We found two papers that depicted an evolution in subjects’ gaze behavior while problem-solving or learning with graphs [11,59]. In both cases, there was no specific instruction to influence gaze behavior. Accordingly, the extent to which learning gains in graph comprehension are associated with changes in gaze behavior is currently under research. Furthermore, studying whether the results of problem-solving activities are transferable to learning would be very valuable. In this way, it would also be interesting to analyze the various phases of problem-solving separately. As mentioned above, there could be an ideal strategy to extract information from graphs and a closer look at these phases could be interesting.
Visual processing during problem-solving and learning might also depend on the education level of the participants. Most studies were conducted with college or university students; there are currently only three studies that investigate the gaze behavior of high school students during graph viewing [40,45,52]. Consequently, most papers have investigated an advanced stage of gaze behavior in graphs; there were no studies that analyzed the gaze behavior of children just learning about graphs. An account of the gaze behavior of students, who are just acquiring the understanding of graphs, and appropriate instructional suggestions based on this, are therefore currently missing. Our sample might also be biased towards physics because half of the included experiments (n = 16) used graphs in this domain.
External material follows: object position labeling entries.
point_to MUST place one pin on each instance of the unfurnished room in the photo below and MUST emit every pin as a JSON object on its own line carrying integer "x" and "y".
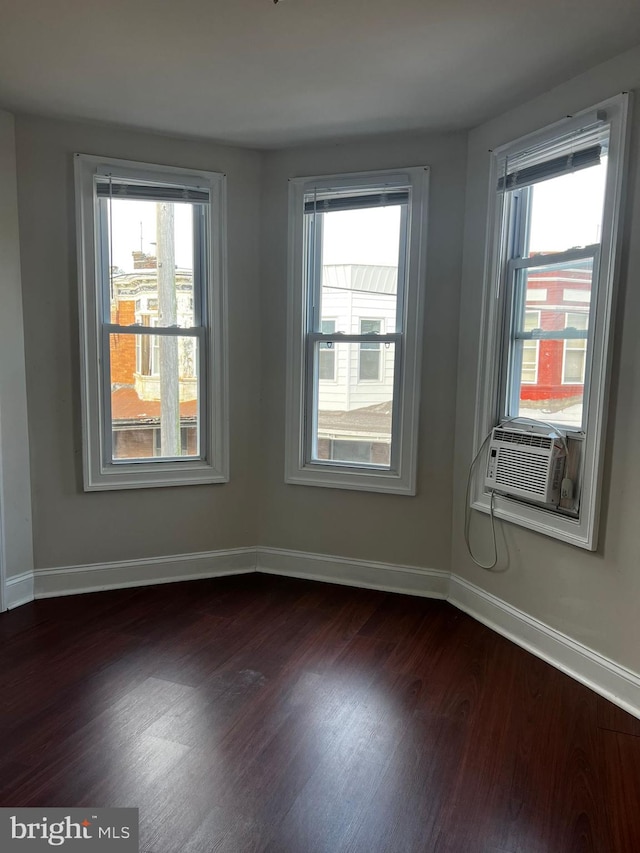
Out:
{"x": 319, "y": 424}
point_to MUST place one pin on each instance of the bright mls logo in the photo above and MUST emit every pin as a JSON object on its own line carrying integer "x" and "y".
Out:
{"x": 108, "y": 830}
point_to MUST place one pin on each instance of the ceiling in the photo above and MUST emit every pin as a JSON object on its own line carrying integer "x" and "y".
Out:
{"x": 254, "y": 73}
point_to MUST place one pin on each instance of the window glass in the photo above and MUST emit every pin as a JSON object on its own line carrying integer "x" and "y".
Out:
{"x": 150, "y": 260}
{"x": 152, "y": 413}
{"x": 566, "y": 211}
{"x": 550, "y": 345}
{"x": 360, "y": 251}
{"x": 353, "y": 423}
{"x": 369, "y": 367}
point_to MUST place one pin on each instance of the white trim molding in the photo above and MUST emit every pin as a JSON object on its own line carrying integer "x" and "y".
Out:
{"x": 19, "y": 590}
{"x": 387, "y": 577}
{"x": 602, "y": 675}
{"x": 94, "y": 577}
{"x": 16, "y": 535}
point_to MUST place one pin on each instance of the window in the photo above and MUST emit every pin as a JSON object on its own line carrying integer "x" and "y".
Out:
{"x": 554, "y": 208}
{"x": 370, "y": 352}
{"x": 357, "y": 246}
{"x": 152, "y": 295}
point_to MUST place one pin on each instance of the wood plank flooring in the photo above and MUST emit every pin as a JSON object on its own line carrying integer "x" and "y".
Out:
{"x": 257, "y": 713}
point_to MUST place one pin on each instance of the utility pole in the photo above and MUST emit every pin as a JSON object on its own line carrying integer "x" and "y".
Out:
{"x": 168, "y": 345}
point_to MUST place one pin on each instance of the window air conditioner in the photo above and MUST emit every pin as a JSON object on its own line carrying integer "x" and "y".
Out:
{"x": 527, "y": 465}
Although some studies compared various STEM contexts (e.g., biology, chemistry, and physics [43]), future research would benefit from comparisons in more domains as well as more types of graphs, since most experiments analyzed line graphs. Due to our limited sample, replication studies of the experiments presented here, for example with differing eye-tracking metrics or in other domains, might further strengthen the current evidence base.

5. Conclusions

Experts and non-experts differ in the way they interpret graphs. We reviewed 32 articles about experts and non-experts solving problems and learning with graphs. Most commonly examined eye-tracking metrics were static, such as fixation duration and fixation count. Experts seemed to focus longer on relevant areas and to identify the relevant variables in the graphs faster than non-experts. Their visual processing also seemed to be more systematic than that of non-experts: first identifying the given variables and then directly looking for the target variable in the task and the graph. Regarding dynamic process metrics, we suggest studying transitions between small areas of interest, and we encourage considering temporal metrics in future research. Furthermore, expertise was determined in different ways across studies, which are partially not in line with previous determinators of expertise in graph comprehension, limiting the replicability and comparability of findings. As a starting point for future research, we therefore recommend a clear definition of expertise and propose four factors of graph-comprehension skills as a starting point for consideration: (1) graphical literacy, (2) domain knowledge, (3) mathematical prior knowledge, and (4) task knowledge.

Author Contributions

Conceptualization, J.K. and S.K.; methodology, S.K. and V.R.; formal analysis, S.K. and V.R.; investigation: S.K. and V.R., validation: M.B., F.F., M.R.F., A.H., S.I.H., J.K., S.K., V.R. and J.M.Z.; data curation, V.R.; writing—original draft preparation, S.K. and V.R.; writing—review and editing, M.B., F.F., M.R.F., A.H., S.I.H., J.K., S.K., V.R. and J.M.Z.; visualization: V.R.; supervision, J.K. and S.K.; project administration, S.K. All authors have read and agreed to the published version of the manuscript.

Funding

This research received no external funding.

Institutional Review Board Statement

Not applicable.

Informed Consent Statement

Not applicable.

Data Availability Statement

Data is contained within the article.

Conflicts of Interest

The authors declare no conflict of interest.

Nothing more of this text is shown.